An education secondary, which Merseth has worked to implement for more than a year, did not see initial success in gaining traction. But, Merseth said, FAS members are now renewing their interest in the field.

Katherine K. Merseth addresses students on the importance of education in children's lives and how Harvard students can contribute to today's youth through education
Katherine K. Merseth addresses students on the importance of education in children's lives and how Harvard students can contribute to today's youth through education By Lauren A. Sierra

“In part, the reaction we got back from FAS was that it’s an FAS program; we need people in FAS to lead it,” Merseth said. “I understand their concern, and it’s sort of lain dormant for about a year, but now we’re back on track with support from FAS faculty, which was what was essential that we show.”

James T. Kloppenberg, a History professor and chair of the committee administering the Social Studies concentration, said he supports the secondary field.

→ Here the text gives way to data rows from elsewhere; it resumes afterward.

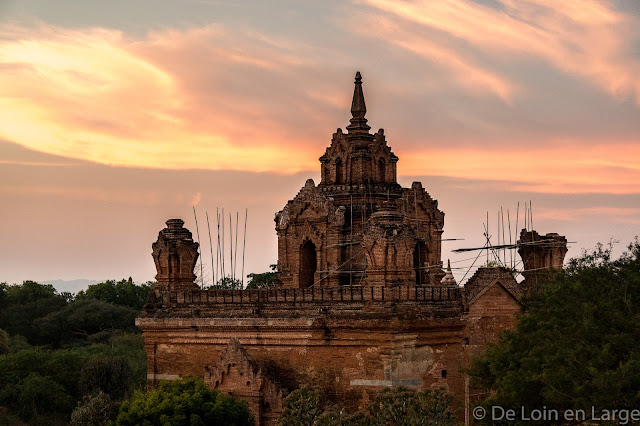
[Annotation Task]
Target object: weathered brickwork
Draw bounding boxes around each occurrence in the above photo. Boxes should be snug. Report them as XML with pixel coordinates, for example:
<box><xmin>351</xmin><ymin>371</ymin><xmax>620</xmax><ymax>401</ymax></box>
<box><xmin>136</xmin><ymin>73</ymin><xmax>566</xmax><ymax>425</ymax></box>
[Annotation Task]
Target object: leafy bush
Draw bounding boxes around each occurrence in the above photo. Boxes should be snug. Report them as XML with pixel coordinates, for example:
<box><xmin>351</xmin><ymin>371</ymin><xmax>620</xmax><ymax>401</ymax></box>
<box><xmin>116</xmin><ymin>377</ymin><xmax>254</xmax><ymax>426</ymax></box>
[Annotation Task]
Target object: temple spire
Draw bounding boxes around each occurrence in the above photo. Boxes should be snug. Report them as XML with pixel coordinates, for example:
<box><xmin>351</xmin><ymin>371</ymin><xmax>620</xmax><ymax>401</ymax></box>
<box><xmin>347</xmin><ymin>71</ymin><xmax>371</xmax><ymax>133</ymax></box>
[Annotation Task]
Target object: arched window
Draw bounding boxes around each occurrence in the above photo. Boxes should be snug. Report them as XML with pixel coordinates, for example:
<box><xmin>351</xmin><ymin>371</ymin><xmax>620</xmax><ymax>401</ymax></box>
<box><xmin>413</xmin><ymin>241</ymin><xmax>429</xmax><ymax>285</ymax></box>
<box><xmin>336</xmin><ymin>158</ymin><xmax>344</xmax><ymax>185</ymax></box>
<box><xmin>298</xmin><ymin>240</ymin><xmax>318</xmax><ymax>288</ymax></box>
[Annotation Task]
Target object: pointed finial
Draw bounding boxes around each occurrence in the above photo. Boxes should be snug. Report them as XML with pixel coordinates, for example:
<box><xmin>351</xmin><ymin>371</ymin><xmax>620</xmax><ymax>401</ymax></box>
<box><xmin>347</xmin><ymin>71</ymin><xmax>371</xmax><ymax>132</ymax></box>
<box><xmin>441</xmin><ymin>259</ymin><xmax>458</xmax><ymax>285</ymax></box>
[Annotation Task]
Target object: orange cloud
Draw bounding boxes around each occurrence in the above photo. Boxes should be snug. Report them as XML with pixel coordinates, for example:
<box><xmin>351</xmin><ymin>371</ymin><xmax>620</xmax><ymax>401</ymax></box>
<box><xmin>536</xmin><ymin>206</ymin><xmax>640</xmax><ymax>225</ymax></box>
<box><xmin>344</xmin><ymin>11</ymin><xmax>516</xmax><ymax>103</ymax></box>
<box><xmin>398</xmin><ymin>141</ymin><xmax>640</xmax><ymax>194</ymax></box>
<box><xmin>363</xmin><ymin>0</ymin><xmax>640</xmax><ymax>104</ymax></box>
<box><xmin>0</xmin><ymin>19</ymin><xmax>640</xmax><ymax>193</ymax></box>
<box><xmin>0</xmin><ymin>21</ymin><xmax>322</xmax><ymax>172</ymax></box>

Kloppenberg said there is a strong desire among students and faculty members for a well-defined interdisciplinary field in the study of education.

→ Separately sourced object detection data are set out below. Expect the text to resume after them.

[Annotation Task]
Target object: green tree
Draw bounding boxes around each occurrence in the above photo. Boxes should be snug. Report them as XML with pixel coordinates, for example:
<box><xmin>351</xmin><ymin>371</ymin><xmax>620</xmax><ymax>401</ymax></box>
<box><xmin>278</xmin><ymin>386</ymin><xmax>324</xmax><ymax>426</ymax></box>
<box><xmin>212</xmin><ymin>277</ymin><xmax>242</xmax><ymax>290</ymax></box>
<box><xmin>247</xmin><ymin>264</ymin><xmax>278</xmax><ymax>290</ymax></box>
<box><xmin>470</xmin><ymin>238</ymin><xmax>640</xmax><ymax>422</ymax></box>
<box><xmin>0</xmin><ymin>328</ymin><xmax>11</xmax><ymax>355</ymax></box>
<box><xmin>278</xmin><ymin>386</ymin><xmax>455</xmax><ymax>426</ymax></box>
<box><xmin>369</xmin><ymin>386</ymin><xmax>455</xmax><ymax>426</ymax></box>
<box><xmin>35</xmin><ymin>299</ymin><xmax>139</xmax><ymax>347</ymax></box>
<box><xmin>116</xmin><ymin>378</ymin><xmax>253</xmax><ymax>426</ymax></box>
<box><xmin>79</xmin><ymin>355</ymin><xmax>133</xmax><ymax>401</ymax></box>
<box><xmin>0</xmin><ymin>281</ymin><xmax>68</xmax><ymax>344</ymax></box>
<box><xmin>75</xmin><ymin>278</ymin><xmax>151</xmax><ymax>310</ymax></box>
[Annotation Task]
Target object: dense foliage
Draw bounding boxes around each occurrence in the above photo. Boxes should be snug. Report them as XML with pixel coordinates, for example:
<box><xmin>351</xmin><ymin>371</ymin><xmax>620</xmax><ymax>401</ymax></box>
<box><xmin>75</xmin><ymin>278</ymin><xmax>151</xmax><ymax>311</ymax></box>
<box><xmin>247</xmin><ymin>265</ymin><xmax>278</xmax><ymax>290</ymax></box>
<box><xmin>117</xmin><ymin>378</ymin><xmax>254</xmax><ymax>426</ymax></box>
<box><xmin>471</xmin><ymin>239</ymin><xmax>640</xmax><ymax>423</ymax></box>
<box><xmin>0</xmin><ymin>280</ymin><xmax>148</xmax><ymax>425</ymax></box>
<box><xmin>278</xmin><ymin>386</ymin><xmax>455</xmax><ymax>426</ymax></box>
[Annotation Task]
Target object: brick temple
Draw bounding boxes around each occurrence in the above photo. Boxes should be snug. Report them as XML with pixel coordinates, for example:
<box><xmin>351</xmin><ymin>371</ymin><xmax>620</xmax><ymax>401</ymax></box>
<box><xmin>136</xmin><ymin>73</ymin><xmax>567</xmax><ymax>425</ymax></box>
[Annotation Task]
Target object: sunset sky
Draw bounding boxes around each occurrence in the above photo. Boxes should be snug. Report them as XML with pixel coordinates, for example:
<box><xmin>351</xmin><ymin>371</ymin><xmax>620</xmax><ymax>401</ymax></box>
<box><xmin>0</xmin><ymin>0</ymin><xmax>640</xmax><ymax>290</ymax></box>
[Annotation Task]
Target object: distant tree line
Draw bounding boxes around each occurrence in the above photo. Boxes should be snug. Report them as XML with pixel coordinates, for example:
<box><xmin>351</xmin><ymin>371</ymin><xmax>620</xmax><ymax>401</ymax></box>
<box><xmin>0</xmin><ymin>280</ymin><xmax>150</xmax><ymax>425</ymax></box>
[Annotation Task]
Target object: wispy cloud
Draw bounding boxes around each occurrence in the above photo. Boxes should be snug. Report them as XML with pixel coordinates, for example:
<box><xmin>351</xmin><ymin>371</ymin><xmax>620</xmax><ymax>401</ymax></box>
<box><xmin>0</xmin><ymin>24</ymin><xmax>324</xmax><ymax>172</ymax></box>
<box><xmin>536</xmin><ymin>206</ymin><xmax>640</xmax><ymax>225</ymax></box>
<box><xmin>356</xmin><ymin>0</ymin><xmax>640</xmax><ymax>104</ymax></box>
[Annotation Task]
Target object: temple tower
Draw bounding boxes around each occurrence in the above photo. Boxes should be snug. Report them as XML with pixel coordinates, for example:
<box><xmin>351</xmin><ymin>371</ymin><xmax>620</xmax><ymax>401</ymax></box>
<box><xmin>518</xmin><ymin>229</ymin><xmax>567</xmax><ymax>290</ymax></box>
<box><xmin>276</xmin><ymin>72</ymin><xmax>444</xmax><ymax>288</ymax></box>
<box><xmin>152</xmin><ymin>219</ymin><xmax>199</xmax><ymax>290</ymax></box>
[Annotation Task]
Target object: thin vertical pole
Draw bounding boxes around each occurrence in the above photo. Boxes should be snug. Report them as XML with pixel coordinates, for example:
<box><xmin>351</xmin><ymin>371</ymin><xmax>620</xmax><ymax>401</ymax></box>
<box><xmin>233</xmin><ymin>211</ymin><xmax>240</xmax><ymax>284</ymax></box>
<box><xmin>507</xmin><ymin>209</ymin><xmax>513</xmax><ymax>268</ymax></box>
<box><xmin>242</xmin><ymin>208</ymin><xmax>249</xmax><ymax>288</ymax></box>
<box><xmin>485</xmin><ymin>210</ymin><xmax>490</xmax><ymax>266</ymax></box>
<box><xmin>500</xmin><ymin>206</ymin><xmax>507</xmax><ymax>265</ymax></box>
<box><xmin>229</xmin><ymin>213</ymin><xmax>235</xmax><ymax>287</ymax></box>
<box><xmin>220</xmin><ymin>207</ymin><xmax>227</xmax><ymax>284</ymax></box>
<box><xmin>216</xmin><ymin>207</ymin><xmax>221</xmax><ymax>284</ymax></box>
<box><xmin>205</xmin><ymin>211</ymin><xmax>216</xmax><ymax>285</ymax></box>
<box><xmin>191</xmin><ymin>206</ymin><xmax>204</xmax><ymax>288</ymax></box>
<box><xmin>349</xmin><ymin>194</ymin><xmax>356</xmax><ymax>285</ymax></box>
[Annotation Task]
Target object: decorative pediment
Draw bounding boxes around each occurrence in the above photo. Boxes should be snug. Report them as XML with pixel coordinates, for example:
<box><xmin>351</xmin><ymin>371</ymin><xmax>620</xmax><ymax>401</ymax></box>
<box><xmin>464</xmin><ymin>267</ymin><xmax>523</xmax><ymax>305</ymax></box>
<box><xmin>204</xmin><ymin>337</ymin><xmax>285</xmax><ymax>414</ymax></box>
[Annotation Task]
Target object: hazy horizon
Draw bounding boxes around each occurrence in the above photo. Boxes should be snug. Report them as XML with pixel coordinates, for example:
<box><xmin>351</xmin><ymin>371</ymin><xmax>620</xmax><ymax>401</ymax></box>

“The questions of how people learn and how schools are organized are important to scholars in psychology, sociology, government, economics, literature, and history,” Kloppenberg wrote in an email. “Giving students a chance to augment their concentrations with a cluster of courses devoted the study of education makes perfect sense to me.”

Both Kloppenberg and Merseth noted that some criticize the proposed field for potentially being pre-professional and contrary to the ideals of a liberal arts education. But both dismissed that idea as a common misconception.

“I know there are people who misunderstand ‘education’ to mean ‘teacher training’ and think that at, as such, it has no place in a liberal arts college,” Kloppenberg wrote. “I think that’s an error.”

Claudia Goldin, an economics professor who supports the proposed secondary in education, said the field would be a study of education as an institution, not a training program for would-be teachers.

“In my own department, there’s an enormous latent demand for a field that we would call ‘education,’ even though it is not a field about instruction or pedagogy or heuristics,” Goldin said. “It’s about the field of learning, the field of the diffusion and creation of knowledge.”

Merseth’s popular Gen Ed course United States in the World 35: “Dilemmas of Equity and Excellence in American K-12 Education”—for which almost 500 students lotteried this semester—helps students study education’s place in society, Merseth said. The proposed secondary could do something similar, she added.

“Students often are so narrowly tracked to get here that they really haven’t stopped to think about education as a broader subject that can be studied,” Merseth said. “What I want you to become aware of is that education, like government, like health, are things that are public goods, that are available to everyone, and permeate society.”

According to Kloppenberg, the next step for the creation of the secondary would be a recommendation from the Undergraduate Educational Policy Committee, followed by a Faculty vote.

Jennifer L. Hochschild, a professor of government and of African and African American Studies supportive of the secondary field, said she was hopeful that the proposal would move forward.

“We’re an educational institution,” Hochschild said. “The study of education seems to belong in a university and seems to belong in students’ ability to understand themselves—what they have been through, what they are now doing, their place in the world.”